Fetch page with proxy using The Go language
For a while i’m playing with
The Go Programming Language
– so far I loved it. I figure out that I’ll push some code snippets from time to time.
Today I spend some time creating simple not ever crawler, but website fetcher.
Idea is very simple – download page, run xpath query on it and spit out results. I was looking for decent xpath library for Go and couldn’t find any. I tried to use
xmlpath
but it sucks. I couldn’t even run queries like id('product-details')/div[@class='product-price']"

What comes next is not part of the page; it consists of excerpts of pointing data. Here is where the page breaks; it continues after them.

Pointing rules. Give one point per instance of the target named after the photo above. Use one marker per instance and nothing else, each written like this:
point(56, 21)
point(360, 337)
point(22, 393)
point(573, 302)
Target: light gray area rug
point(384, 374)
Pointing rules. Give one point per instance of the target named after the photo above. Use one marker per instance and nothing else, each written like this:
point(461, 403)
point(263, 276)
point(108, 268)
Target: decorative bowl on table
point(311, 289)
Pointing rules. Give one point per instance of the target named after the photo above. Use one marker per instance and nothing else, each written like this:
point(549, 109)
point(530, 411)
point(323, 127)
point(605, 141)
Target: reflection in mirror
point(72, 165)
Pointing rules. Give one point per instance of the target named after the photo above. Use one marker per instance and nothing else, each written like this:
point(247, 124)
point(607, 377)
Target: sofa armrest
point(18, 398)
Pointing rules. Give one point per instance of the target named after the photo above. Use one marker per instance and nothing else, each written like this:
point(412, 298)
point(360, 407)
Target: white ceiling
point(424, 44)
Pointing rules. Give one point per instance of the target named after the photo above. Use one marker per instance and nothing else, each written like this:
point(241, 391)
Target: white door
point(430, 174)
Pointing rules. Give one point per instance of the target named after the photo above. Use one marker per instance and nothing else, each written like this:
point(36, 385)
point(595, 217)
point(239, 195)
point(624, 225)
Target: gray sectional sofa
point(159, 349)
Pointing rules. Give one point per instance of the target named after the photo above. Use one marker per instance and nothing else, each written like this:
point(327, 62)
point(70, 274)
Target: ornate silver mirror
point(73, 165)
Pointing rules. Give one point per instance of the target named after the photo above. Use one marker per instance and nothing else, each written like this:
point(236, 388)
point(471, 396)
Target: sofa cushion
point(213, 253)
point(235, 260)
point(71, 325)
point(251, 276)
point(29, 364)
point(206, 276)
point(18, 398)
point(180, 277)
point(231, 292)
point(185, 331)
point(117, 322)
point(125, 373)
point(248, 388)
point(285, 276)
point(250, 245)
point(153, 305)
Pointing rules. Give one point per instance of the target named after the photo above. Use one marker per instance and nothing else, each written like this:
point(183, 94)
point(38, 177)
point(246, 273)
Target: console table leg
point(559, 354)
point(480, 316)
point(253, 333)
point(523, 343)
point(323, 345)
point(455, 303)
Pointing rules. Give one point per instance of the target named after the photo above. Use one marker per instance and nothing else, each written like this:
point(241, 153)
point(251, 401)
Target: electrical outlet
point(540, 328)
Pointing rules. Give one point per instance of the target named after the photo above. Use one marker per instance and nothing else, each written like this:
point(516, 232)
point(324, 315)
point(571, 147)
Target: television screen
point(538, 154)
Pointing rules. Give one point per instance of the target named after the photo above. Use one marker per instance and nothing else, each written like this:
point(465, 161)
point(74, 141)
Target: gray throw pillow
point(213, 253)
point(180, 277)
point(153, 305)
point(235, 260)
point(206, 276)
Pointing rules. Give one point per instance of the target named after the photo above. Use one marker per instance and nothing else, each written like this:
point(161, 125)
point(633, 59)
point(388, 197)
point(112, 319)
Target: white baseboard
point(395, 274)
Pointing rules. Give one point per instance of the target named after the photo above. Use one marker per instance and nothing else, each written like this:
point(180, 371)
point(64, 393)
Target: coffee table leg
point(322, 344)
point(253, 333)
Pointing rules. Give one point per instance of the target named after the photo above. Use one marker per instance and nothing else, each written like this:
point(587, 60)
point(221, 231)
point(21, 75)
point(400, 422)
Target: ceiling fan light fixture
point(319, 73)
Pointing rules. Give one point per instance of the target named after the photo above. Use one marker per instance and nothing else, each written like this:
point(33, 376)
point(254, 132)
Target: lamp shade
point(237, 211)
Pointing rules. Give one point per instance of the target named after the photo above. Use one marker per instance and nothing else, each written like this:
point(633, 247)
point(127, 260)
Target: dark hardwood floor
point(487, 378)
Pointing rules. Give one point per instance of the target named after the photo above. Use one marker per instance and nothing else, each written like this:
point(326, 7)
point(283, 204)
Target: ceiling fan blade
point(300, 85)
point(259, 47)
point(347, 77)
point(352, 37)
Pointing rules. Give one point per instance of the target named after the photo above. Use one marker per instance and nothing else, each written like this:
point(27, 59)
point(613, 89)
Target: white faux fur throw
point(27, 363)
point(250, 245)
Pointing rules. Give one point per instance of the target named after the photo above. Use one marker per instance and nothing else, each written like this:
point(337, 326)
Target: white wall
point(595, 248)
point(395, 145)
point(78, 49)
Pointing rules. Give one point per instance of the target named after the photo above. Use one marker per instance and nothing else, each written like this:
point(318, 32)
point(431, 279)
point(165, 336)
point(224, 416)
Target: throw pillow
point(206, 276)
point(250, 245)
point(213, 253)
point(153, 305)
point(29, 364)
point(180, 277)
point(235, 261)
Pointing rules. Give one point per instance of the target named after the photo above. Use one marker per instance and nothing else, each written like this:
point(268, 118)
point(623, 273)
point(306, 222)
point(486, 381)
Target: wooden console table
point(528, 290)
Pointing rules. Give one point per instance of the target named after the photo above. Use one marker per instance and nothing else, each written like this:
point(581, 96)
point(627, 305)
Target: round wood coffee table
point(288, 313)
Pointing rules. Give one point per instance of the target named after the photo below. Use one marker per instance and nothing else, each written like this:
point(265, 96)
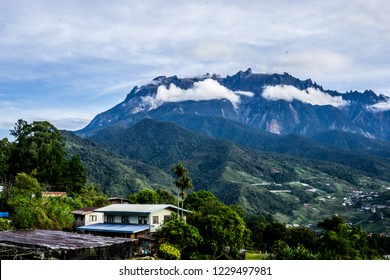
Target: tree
point(165, 197)
point(182, 235)
point(224, 232)
point(196, 199)
point(342, 241)
point(182, 182)
point(5, 150)
point(168, 252)
point(145, 196)
point(91, 195)
point(25, 185)
point(74, 174)
point(38, 146)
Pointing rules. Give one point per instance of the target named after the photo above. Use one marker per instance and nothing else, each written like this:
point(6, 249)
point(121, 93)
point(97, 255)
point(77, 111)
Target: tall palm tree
point(182, 182)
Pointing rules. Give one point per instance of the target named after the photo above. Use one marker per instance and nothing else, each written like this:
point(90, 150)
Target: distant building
point(86, 216)
point(53, 194)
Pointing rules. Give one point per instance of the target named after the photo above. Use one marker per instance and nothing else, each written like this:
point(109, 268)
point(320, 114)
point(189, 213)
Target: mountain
point(115, 176)
point(269, 142)
point(294, 190)
point(276, 103)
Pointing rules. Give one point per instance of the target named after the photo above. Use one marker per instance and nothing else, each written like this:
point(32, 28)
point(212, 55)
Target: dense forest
point(36, 162)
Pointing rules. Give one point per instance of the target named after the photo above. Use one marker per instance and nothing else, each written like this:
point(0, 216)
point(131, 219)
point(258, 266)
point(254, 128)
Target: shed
point(60, 245)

Then I found something nicer –
Gokogiri
– which works pretty nicely, but – couldn’t find any examples except this
small article
.
The only problem with running Gokogiri is that it uses libxml2
which is not a huge problem on Linux based systems, but on Mac OS X you have to install it via
homebrewbrew install libxml2
Here is code
package main
import (
"fmt"
"net/http"
"log"
"github.com/moovweb/gokogiri"
"io/ioutil"
"os"
)
func main() {
body := fetch("http://httpbin.org/html")
doc, err := gokogiri.ParseHtml(body)
if err != nil {
log.Fatalln(err)
}
defer doc.Free()
html := doc.Root().FirstChild()
result, err := html.Search("/html/body/h1")
if err != nil {
log.Fatalln(err)
}
fmt.Println(result)
}
func fetch(url string) []byte {
os.Setenv("HTTP_PROXY", "http://x.x.x.x:8080")
client := &http.Client{}
req, err := http.NewRequest("GET", url, nil)
if err != nil {
log.Fatalln(err)
}
req.Header.Set("User-Agent", "Golang Spider Bot v. 3.0")
resp, err := client.Do(req)
if err != nil {
log.Fatalln(err)
}
defer resp.Body.Close()
body, err := ioutil.ReadAll(resp.Body)
if err != nil {
log.Fatalln(err)
}
return body
}